Published on December 05, 2008

A letter to the editor claimed that Amherst College does not donate its fair share to Amherst. The argument goes: Dartmouth College, endowment of $3.5 billion, recently contributed $9.5 million to Hanover, therefore, AC, endowment of $1.33 billion, should proportionately contribute $3.5 million. AC is here, it has the money, and Amherst has significant financial challenges. The clincher is: AC has a huge impact on the town and so should pay its fair share.

Naturally, agreement is universal.

In childhood, "fair" was simple. If five people ate a small cake, a fair share for each was one-fifth of the cake. Proportionality and equity sufficed. Then things got more complicated. In choosing teams, we let the second captain get two choices after the first captain chose the best player. The consensus was that simply alternating choices prevented fair skill distribution. Such considerations invited disagreement about what was fair. Was second and third choice equivalent to first and fourth? Then we grew up to discover the delights of taxation and its fairness issues. Flat vs. progressive taxes, state taxes or not, taxing churches or exempting. Because alternative criteria could be defended, "fair" devolved into "the way I prefer, and here's why." The seemingly quantitative became the political.

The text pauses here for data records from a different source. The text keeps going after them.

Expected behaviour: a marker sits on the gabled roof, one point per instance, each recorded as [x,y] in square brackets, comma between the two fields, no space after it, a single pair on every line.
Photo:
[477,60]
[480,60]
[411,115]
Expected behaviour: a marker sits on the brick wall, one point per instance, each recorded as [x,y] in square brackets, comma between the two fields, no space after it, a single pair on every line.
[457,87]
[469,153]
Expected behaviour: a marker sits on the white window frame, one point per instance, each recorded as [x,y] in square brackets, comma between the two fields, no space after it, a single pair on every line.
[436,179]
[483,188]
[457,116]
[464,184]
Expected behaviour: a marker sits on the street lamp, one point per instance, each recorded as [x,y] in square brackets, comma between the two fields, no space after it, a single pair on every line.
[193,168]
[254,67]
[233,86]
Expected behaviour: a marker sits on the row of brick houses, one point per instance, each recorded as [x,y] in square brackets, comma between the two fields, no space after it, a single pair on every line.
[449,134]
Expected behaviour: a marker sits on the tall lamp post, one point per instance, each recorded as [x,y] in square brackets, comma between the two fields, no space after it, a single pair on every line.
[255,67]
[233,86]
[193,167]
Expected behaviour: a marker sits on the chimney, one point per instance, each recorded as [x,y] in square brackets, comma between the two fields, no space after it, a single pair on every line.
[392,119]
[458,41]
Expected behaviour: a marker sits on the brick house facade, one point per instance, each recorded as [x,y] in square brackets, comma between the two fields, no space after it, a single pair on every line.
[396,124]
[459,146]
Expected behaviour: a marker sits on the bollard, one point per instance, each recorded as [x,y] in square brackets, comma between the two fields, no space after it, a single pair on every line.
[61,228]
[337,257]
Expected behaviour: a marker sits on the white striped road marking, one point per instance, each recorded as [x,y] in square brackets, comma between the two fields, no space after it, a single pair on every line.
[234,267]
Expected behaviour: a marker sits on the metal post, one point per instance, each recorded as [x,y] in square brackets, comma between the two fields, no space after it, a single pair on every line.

Is comparing AC's contribution to Dartmouth's fair? Is the Dartmouth contribution typical of private colleges in small towns or is it an outlier, an unusual, atypical contribution? Likewise for the Williams College contribution. Were there special circumstances in the relations between these colleges and their towns? Without such facts we can't tell where fairness lies.

Reciprocity is an aspect of fairness. So let's consider the "huge impact" that AC has on Amherst. Probably "impact" does not refer to the availability to Amherst of lectures, concerts, sporting events, AC library, Dickinson Homestead, Mead Museum, the observatory, or the reputation of the town as the home of a world class private college. Probably not the taxes paid by the college employees or the AC students' support for many town businesses. This "huge impact" requires detailing to justify AC owing the town $3.5 million. I wonder if after the tallying is done the town might not in fact owe AC some dollars instead of the other way around. If so, would there be letters to the editor urging that the town pay up?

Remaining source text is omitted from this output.